This guide explains how to install the Python recorder wheel, capture a trace with your own interpreter, and open the resulting recording in CodeTracer.

1. Install codetracer_python_recorder

  1. Activate the environment that you normally use to run your Python code (virtualenv, uv, Conda, system Python, etc.). ct record always reuses whichever interpreter is active in your shell.

  2. Install (or upgrade) the recorder package:

    python -m pip install --upgrade codetracer_python_recorder
    

    If you use a tool like uv or pipx, run the equivalent command inside that tool so the recorder ends up on the same sys.path as your application.

  3. Optional: confirm the module is reachable by asking the interpreter for help.

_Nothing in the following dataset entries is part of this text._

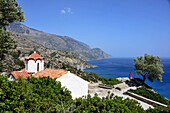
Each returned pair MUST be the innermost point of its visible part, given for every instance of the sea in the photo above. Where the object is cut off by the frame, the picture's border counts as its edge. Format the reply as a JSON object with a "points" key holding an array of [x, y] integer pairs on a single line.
{"points": [[121, 67]]}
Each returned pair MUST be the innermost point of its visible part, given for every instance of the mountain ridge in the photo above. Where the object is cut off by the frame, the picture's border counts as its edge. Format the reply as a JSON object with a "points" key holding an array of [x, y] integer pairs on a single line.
{"points": [[57, 42]]}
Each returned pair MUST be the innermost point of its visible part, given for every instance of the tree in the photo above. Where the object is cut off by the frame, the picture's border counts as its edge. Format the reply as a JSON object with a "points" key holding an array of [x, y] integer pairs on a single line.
{"points": [[149, 67], [10, 11]]}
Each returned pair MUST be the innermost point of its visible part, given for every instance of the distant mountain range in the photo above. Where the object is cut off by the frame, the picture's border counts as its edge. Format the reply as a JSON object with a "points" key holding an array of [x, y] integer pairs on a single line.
{"points": [[56, 42]]}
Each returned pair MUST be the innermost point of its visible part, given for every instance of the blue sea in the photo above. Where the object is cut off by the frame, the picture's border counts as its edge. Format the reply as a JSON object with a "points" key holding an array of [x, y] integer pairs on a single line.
{"points": [[121, 67]]}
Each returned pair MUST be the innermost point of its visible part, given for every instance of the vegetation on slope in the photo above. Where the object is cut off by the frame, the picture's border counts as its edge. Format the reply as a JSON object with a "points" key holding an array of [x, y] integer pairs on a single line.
{"points": [[33, 95], [26, 46], [151, 95]]}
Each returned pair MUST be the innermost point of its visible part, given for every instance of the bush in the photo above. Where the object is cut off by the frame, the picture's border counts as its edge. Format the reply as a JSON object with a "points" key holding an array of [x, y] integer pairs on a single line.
{"points": [[33, 95]]}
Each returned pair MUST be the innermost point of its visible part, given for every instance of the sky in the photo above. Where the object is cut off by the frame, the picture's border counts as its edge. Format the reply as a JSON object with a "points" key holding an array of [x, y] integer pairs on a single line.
{"points": [[122, 28]]}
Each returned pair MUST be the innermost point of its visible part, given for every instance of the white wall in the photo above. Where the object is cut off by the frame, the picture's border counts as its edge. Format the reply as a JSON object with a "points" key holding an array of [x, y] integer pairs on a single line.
{"points": [[32, 65], [75, 84]]}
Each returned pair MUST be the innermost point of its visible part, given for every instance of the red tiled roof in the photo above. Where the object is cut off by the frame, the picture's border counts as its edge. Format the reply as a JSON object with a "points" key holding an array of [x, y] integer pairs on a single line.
{"points": [[22, 73], [34, 56], [53, 73]]}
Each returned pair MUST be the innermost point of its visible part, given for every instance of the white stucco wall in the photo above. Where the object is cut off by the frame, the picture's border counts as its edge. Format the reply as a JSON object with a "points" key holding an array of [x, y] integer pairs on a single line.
{"points": [[32, 65], [75, 84]]}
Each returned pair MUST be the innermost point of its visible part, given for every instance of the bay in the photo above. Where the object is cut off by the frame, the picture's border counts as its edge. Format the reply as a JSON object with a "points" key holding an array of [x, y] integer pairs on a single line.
{"points": [[121, 67]]}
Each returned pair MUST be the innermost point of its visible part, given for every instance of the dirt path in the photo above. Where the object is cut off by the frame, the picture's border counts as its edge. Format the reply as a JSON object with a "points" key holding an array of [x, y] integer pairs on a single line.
{"points": [[93, 88]]}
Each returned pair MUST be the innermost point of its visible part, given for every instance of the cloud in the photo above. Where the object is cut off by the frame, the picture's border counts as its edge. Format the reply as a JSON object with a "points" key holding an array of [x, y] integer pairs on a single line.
{"points": [[66, 11]]}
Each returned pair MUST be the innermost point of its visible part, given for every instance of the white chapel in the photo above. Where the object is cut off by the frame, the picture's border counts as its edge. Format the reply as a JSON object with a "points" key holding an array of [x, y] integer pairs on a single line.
{"points": [[34, 65]]}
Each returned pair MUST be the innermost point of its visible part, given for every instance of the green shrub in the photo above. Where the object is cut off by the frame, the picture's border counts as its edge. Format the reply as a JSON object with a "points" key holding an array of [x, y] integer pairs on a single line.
{"points": [[33, 95]]}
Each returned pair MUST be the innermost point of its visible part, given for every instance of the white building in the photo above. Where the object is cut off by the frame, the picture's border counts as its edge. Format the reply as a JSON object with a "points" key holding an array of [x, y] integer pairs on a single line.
{"points": [[34, 65], [77, 85]]}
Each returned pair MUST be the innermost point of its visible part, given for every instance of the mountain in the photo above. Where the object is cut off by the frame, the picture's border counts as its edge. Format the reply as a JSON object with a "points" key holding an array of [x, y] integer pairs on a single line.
{"points": [[57, 42]]}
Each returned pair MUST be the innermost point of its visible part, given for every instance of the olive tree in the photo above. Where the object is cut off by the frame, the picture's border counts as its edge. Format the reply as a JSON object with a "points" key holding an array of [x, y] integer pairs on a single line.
{"points": [[149, 66]]}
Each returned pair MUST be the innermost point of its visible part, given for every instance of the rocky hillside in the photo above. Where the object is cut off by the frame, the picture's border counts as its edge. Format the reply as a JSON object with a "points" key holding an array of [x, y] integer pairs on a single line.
{"points": [[53, 58], [25, 45], [57, 42]]}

    python -m codetracer_python_recorder --help
    

caution

If ct record cannot import codetracer_python_recorder, recording will fail with a module import error. Install the package in the interpreter you intend to trace or point Codetracer at a specific interpreter via CODETRACER_PYTHON_INTERPRETER=/path/to/python.

2. Record a trace

  1. From the same shell where the interpreter (and recorder wheel) are available, run:

    ct record path/to/script.py [-- <script arguments>]
    
    • Omit --lang; Python scripts are auto-detected.
    • Any arguments after -- are passed directly to your script.
    • Use CODETRACER_PYTHON_INTERPRETER if you need to force a specific interpreter (for example, inside CI).
  2. The command prints the trace identifier and the output directory (defaults to ., configurable with -o). The directory contains trace.json, trace_paths.json, and trace_metadata.json generated by the Python recorder via the db backend.

3. Open the trace

You can explore the recording immediately in the UI or later on:

  • Launch the GUI with the most recent trace:

    ct replay
    
  • Replay a specific Python trace by path:

    ct replay --trace-folder path/to/trace-output
    
  • Or jump straight from recording to replay in one command:

    ct run path/to/script.py [-- <script arguments>]
    

All three commands reuse the recorded artefacts created by codetracer_python_recorder, so you see the exact execution captured during ct record.